The night went bright again and the Sergeant was in the middle of a searchlight beam and someone was shouting. He couldn’t see but he recognised the tone, the demand for surrender. Yes, you prick, I came out here in this weather just to turn myself in to a bunch of confused wankers in the spook trade. He gunned the engine and lurched away. If they fired at him, they missed, and they couldn’t keep the beam on him in the swell.
He vanished, following the boy.
Elaine was a shadow against a background of night. Picked out occasionally by the desperate lights of the main Fleet, it skulked at the edge of the safe channel. Lester Ferris wondered whether that was for operational reasons, or whether whoever chose the station had been secretly ashamed that Britain, diminished now and unreconciled to the fact, should participate for power’s sake in the slow slaughter of a place it had claimed and cherished in its high imperial day. He wondered if it had been Africa herself, or if she had simply been handed the mess and told not to interfere; if Elaine looked the same in her office as it did tonight, a dark ghost rolling on dark water, Brighton House’s own bitter twin.
The crewmen were lowering a ladder. Whatever tactic the boy had used to gull them was working. It was a telescoping metal ladder with a motor, buil
t into the structure of the ship so that it wouldn’t easily tear away. The upper reaches had a cage around them, a wide tunnel of metal, but the boy hadn’t got to that part yet and the sea was throwing the inflatable all over the place. It could end here, the Sergeant realised, and the boy must know that, must know this was an insane way to carry on.
The boy lunged, knapsack on his back, and the inflatable yawed away. He got both hands on the ladder, but his feet were still on the little dinghy and it was unguided so he might as well be hanging by his arms, and then he was, shoes trailing in the water, but he hauled himself up and went on, fast, as if this was nothing, as if it was just what he did. The Sergeant grinned as a sort of mad pride bloomed in him. The boy was doing a great thing. It was terrible and it was all kinds of wrong-headed and dangerous, but he was making it work. He was near as dammit leading the world around by the nose, and he was a genius and an action hero and everything he wanted to be. If it wasn’t going to cost him his life the Sergeant would be inclined to let him get on with it, but you had to draw a line in bringing up a young person, and this was definitely on the far side of it.
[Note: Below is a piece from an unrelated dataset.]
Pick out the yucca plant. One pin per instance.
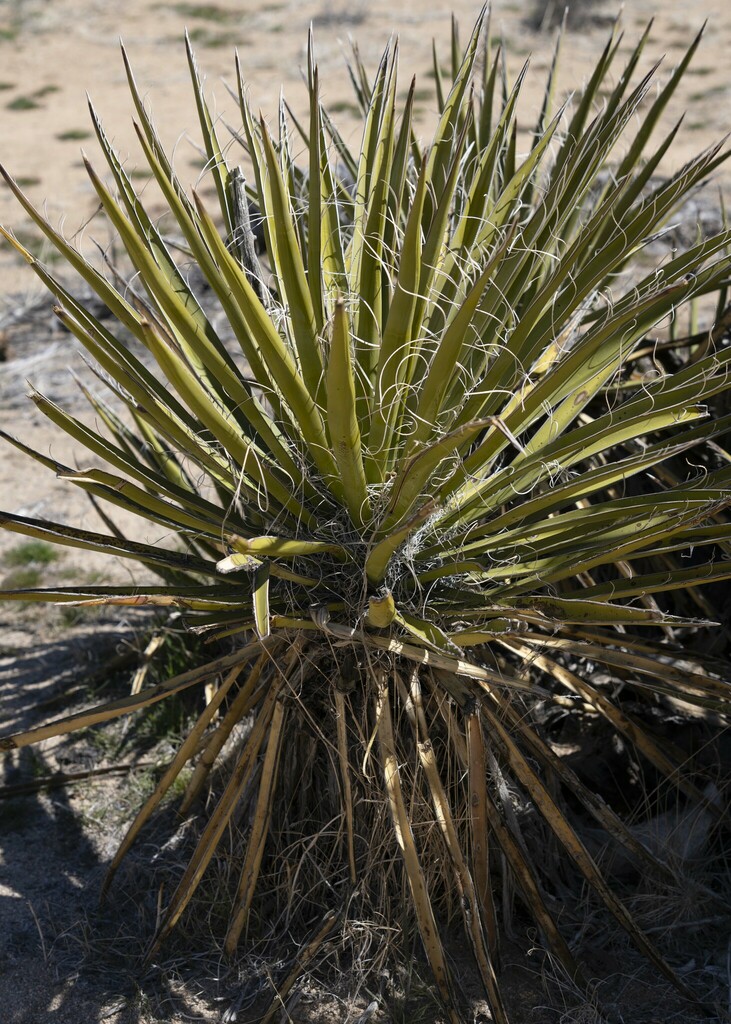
(435, 477)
Then the small figure reached the deck and was hauled aboard. How long before he started doing whatever he proposed to do to create a death for himself that would resonate? And for that matter, how would he transmit it? In the end perhaps he didn’t need to, he could just incriminate the Fleet and let those left behind do the talking. Perhaps it could work if he just went off somewhere, to France, say, or Thailand, and bought a house. The Fleet vanished bodies all the time. But no: the full impact, the vileness, required a body. Or better, live footage. There would be a plan for that, too. If the Sergeant had been quick enough, he might have tackled this from that end, stopped the signal on shore and used that to leverage retreat. A parental stand-off.